On Mon, 17 May 1999, Jeffrey Goldberg wrote:
> I'll double the data_timeout from the default 5m to 10m. If I need to go
> higher, I'll set up a special router for that particular host.
For the record, it would have been final_timeout you needed to change,
not data_timeout.
> > or set up a transport filter that drops \0-characters (they are
> > illegal, anyways).
>
> Any advice on how to do that efficiently. I really don't want to run a
> perl processes on every message.
Even if you write it in C it won't be very efficient, as an extra
process is involved.
> I will complain to the upstream sites if nulls are illegal in these.
RFC 821, and the revision thereof that is being worked on both say
The mail data may contain any of the 128 ASCII characters.

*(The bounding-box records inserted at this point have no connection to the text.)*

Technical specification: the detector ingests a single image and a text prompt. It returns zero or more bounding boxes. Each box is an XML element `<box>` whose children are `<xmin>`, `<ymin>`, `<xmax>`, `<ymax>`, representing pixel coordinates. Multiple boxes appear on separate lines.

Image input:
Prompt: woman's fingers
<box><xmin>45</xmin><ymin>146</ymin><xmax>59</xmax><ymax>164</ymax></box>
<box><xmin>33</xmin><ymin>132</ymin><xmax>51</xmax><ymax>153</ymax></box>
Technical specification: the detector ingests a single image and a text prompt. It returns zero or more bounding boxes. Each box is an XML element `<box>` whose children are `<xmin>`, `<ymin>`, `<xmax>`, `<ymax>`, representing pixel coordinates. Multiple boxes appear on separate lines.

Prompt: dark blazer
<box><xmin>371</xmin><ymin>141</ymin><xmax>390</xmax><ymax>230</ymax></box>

so as far as I can tell, nulls are not illegal. (I've only had a quick
look. Maybe I missed something.) I seem to recall there being some
debate about this recently, but I didn't pay much attention, because
Exim (like other modern MTAs such as qmail) is 8-bit clean.
On Mon, 17 May 1999, Khaled Tabbara wrote:
> We are seeing the same exact symptoms. In some cases, the user on the
> receiving end is getting multiple (20+) copies of the same message as a
> result of Exim's retrying.
Now that is bad. Do you mean that the far end is accepting the message,
but then failing to acknowledge it correctly? How very annoying!

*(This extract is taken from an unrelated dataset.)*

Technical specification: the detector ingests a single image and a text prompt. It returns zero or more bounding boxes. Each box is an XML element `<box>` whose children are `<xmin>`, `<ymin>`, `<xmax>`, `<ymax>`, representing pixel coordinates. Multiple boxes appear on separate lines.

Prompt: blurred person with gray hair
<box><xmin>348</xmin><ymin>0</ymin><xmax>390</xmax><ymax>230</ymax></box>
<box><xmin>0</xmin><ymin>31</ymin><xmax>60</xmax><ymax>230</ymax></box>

> So far I have not found a pattern to this problem. Messages ranging from 30k
> to 500k are getting this "timeout after end of DATA" message.
>
> I'm using Exim 2.12 on Solaris 2.6
We haven't seen anything like this here on Solaris 2.6.
--
Philip Hazel University of Cambridge Computing Service,
ph10@??? Cambridge, England. Phone: +44 1223 334714.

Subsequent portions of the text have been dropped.